Wolfson Institute for Biomedical Research, University College, London, UK.
Pain Med. 2011 Jul;12 Suppl 3:S93-9. doi: 10.1111/j.1526-4637.2011.01158.x.
Animal models have provided useful insights into the development and treatment of neuropathic pain. New genetic data from both human studies and transgenic mouse models suggest that specific voltage-gated sodium channel subtypes are associated with specific types of pain and, as such, may be useful analgesic drug targets for a variety of pain types including neuropathic pain. Global voltage-gated sodium channel blockers such as lidocaine have proven efficacy in treating pain but can be limited by adverse effects when administered systemically. Selective sodium channel blockers targeting channels at the periphery (Nav1.7, Nav1.8, and Nav1.9) could potentially reduce the side effect profile. Individual isoforms of voltage-gated sodium channels have been linked to particular types of pain. Nav1.7 is a useful target for ameliorating acute mechanical pain and inflammatory pain, and strong evidence also suggests that Nav1.9 could be targeted for treating inflammatory pain. Selective blockers of Nav1.8 could also have clinical benefit for visceral pain. Although there is no association between a single sodium channel isoform and neuropathic pain, combined blockade of peripherally expressed isoforms Nav1.7, Nav1.8, and Nav1.9 may prove useful.

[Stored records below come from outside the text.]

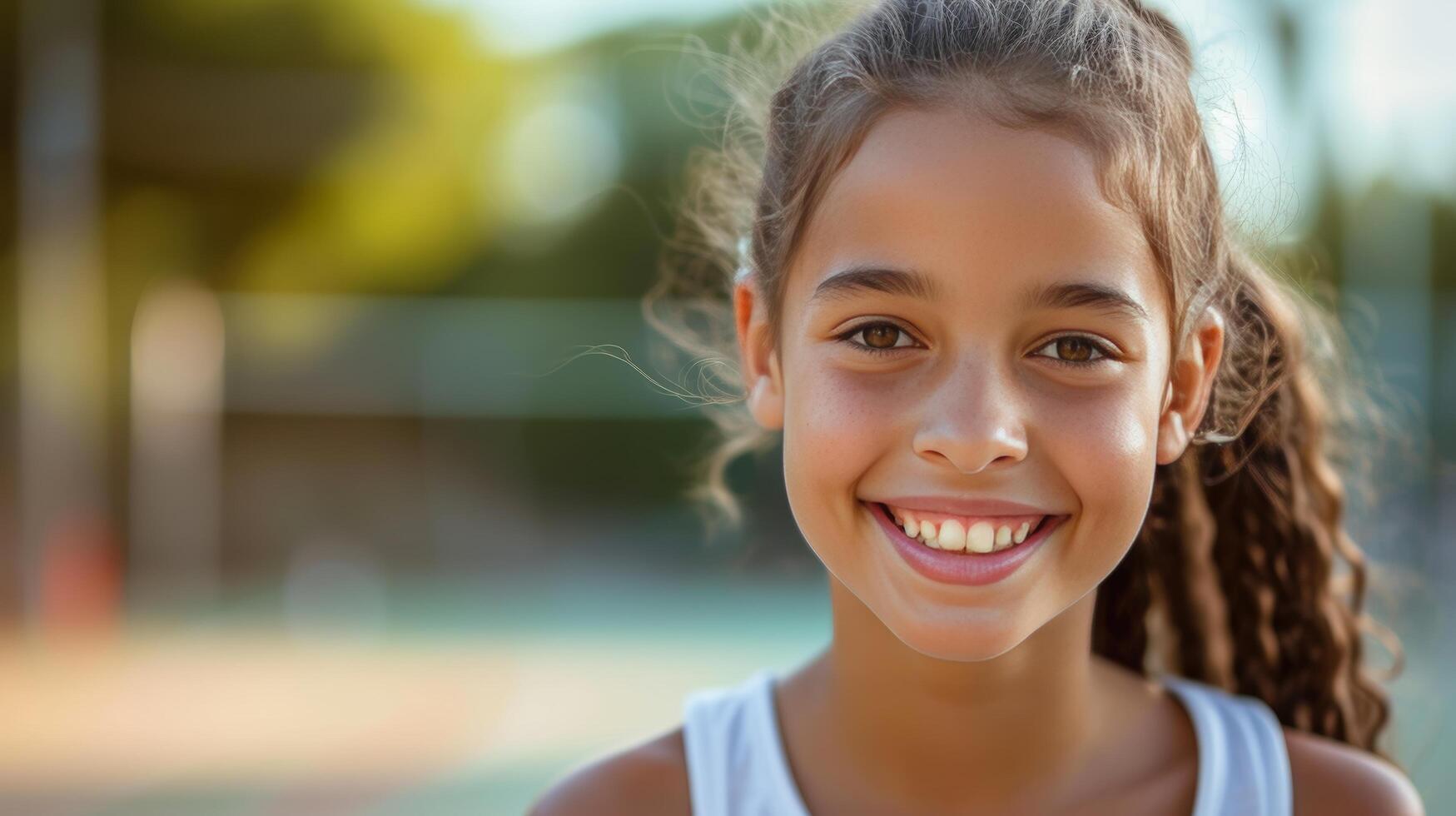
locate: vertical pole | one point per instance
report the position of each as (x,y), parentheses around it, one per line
(62,471)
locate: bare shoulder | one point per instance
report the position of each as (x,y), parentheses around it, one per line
(647,779)
(1335,779)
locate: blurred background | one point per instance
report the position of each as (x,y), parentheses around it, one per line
(301,509)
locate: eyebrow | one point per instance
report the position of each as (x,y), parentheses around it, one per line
(1076,295)
(862,277)
(909,283)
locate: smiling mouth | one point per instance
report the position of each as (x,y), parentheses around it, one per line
(968,535)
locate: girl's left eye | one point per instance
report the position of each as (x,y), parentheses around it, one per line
(882,337)
(1076,350)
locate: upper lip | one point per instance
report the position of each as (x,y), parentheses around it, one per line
(964,506)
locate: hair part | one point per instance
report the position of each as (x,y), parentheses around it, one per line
(1232,579)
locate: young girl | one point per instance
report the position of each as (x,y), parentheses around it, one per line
(989,303)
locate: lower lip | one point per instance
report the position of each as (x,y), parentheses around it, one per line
(973,569)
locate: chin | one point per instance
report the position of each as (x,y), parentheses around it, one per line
(964,641)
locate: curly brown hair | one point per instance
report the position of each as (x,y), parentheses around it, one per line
(1232,579)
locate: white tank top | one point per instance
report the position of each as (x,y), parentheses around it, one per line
(737,767)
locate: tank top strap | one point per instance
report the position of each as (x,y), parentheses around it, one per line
(1242,759)
(736,761)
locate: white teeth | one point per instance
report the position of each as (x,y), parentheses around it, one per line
(929,536)
(981,536)
(952,535)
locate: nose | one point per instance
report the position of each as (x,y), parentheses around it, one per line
(973,421)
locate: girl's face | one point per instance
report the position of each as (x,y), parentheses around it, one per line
(1026,361)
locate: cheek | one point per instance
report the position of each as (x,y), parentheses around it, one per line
(836,423)
(1104,443)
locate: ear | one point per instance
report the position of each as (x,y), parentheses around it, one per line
(760,361)
(1190,384)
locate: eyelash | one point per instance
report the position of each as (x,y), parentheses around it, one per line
(1096,346)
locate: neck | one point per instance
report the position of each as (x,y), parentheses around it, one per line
(916,724)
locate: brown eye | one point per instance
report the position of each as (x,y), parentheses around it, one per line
(880,336)
(1075,350)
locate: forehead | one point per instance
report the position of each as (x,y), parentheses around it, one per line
(974,204)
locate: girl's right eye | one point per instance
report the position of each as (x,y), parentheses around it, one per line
(880,337)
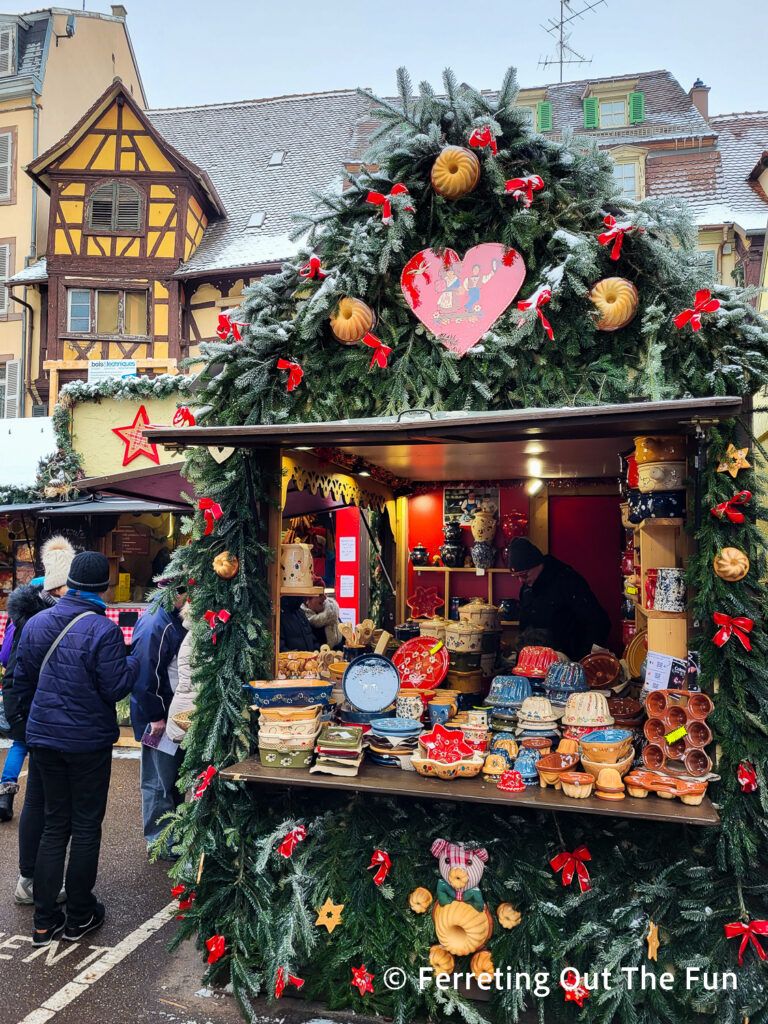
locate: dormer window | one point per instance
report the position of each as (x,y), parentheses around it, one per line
(115,206)
(7,49)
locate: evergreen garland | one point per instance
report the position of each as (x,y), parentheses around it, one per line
(689,881)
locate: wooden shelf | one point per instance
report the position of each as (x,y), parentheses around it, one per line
(374,778)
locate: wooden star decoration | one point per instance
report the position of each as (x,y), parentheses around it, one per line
(734,460)
(652,940)
(329,915)
(134,440)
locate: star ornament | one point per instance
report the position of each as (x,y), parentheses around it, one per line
(135,443)
(652,939)
(733,460)
(329,915)
(361,980)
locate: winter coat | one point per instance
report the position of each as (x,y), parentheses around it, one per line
(186,691)
(71,706)
(157,638)
(25,602)
(326,624)
(561,601)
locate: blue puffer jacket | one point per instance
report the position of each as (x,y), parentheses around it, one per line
(157,638)
(72,705)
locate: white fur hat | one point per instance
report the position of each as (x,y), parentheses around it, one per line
(56,557)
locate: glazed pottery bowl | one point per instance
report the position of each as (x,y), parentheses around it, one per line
(595,767)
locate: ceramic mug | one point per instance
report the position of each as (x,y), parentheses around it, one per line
(671,590)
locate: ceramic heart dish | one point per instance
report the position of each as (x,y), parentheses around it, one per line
(460,299)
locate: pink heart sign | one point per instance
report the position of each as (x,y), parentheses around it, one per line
(459,300)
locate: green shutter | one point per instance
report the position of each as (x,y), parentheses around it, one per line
(637,108)
(591,113)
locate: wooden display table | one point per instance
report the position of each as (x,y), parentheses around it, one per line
(374,778)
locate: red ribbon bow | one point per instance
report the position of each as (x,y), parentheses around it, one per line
(481,137)
(615,235)
(730,625)
(539,299)
(704,303)
(378,199)
(212,512)
(570,863)
(524,187)
(295,373)
(291,841)
(183,417)
(729,508)
(205,778)
(380,355)
(748,777)
(215,946)
(749,934)
(283,980)
(312,269)
(227,327)
(213,616)
(380,858)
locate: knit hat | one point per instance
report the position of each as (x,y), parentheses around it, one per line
(523,555)
(56,557)
(89,571)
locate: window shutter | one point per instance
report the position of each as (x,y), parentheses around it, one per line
(12,388)
(4,274)
(591,112)
(6,50)
(544,116)
(636,108)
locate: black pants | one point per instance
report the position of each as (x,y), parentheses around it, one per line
(31,820)
(75,786)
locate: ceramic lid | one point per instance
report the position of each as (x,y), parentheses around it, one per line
(371,683)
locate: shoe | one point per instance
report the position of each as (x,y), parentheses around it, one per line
(25,894)
(74,932)
(7,793)
(45,938)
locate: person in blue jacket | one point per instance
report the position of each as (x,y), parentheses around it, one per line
(157,638)
(72,669)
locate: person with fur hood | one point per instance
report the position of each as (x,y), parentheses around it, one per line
(24,603)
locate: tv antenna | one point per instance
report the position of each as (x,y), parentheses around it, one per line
(558,29)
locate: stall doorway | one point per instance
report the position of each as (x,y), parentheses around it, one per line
(585,531)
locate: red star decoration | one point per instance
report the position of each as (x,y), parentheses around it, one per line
(135,442)
(424,602)
(361,980)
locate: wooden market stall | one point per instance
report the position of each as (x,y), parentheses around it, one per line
(391,457)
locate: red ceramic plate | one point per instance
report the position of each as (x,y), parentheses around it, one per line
(420,665)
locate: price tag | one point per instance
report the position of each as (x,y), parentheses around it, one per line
(672,737)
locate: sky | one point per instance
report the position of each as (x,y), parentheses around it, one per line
(198,51)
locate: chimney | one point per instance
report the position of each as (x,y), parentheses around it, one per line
(699,96)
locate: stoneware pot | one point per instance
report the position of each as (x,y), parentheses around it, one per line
(671,590)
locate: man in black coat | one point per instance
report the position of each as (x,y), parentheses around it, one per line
(556,602)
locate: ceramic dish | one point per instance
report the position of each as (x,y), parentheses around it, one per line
(371,683)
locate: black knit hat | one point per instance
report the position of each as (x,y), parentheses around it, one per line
(523,555)
(89,571)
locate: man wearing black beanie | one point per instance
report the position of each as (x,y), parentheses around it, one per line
(72,669)
(556,603)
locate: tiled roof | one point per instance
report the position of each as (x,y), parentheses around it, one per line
(233,143)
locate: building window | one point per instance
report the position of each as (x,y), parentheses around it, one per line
(626,177)
(6,165)
(114,312)
(115,206)
(7,49)
(612,113)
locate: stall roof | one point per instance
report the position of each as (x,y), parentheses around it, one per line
(92,505)
(430,446)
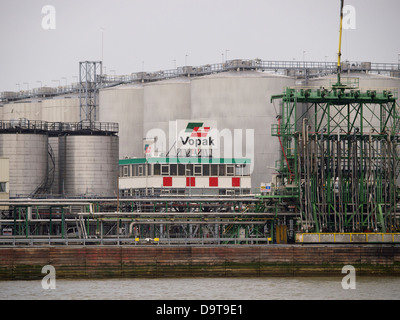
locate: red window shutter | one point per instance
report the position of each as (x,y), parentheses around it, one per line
(167,181)
(236,182)
(190,181)
(213,181)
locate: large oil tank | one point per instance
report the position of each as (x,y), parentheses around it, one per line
(240,101)
(88,165)
(165,101)
(31,110)
(61,109)
(28,161)
(124,105)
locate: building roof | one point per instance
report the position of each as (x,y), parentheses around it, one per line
(184,160)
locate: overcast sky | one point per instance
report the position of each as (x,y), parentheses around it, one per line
(154,33)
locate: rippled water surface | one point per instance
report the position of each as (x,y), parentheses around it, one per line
(367,288)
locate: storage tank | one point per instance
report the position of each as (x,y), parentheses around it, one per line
(88,165)
(31,110)
(53,164)
(241,100)
(124,105)
(28,161)
(61,109)
(165,101)
(365,81)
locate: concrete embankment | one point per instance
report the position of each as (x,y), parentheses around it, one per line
(198,261)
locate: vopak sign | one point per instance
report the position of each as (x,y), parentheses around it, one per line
(197,135)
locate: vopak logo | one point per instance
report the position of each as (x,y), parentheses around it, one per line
(197,135)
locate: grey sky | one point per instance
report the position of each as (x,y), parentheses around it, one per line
(157,32)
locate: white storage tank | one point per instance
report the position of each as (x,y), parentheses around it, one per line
(240,101)
(61,109)
(124,105)
(31,110)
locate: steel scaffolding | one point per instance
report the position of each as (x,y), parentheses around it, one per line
(340,149)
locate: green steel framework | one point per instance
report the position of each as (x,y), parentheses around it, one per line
(340,156)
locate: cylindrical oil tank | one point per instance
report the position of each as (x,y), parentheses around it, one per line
(31,110)
(28,161)
(165,101)
(88,165)
(242,101)
(54,165)
(61,109)
(124,105)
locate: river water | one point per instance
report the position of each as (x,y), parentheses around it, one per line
(307,288)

动物模型为神经病理性疼痛的发生和治疗提供了有用的见解。来自人类研究和转基因小鼠模型的新遗传数据表明,特定的电压门控钠离子通道亚型与特定类型的疼痛相关,因此可能成为包括神经病理性疼痛在内的多种疼痛类型的有用的镇痛药物靶点。全身性应用的电压门控钠离子通道阻滞剂(如利多卡因)已被证明对疼痛治疗有效,但可能会因不良反应而受到限制。针对外周通道(Nav1.7、Nav1.8 和 Nav1.9)的选择性钠离子通道阻滞剂可能会降低副作用谱。电压门控钠离子通道的个体同工型与特定类型的疼痛有关。Nav1.7 是改善急性机械性疼痛和炎症性疼痛的有用靶点,而且也有强有力的证据表明,Nav1.9 可能成为治疗炎症性疼痛的靶点。Nav1.8 的选择性阻滞剂也可能对内脏疼痛具有临床获益。尽管没有单一的钠离子通道同工型与神经病理性疼痛相关,但外周表达的同工型 Nav1.7、Nav1.8 和 Nav1.9 的联合阻断可能会证明是有用的。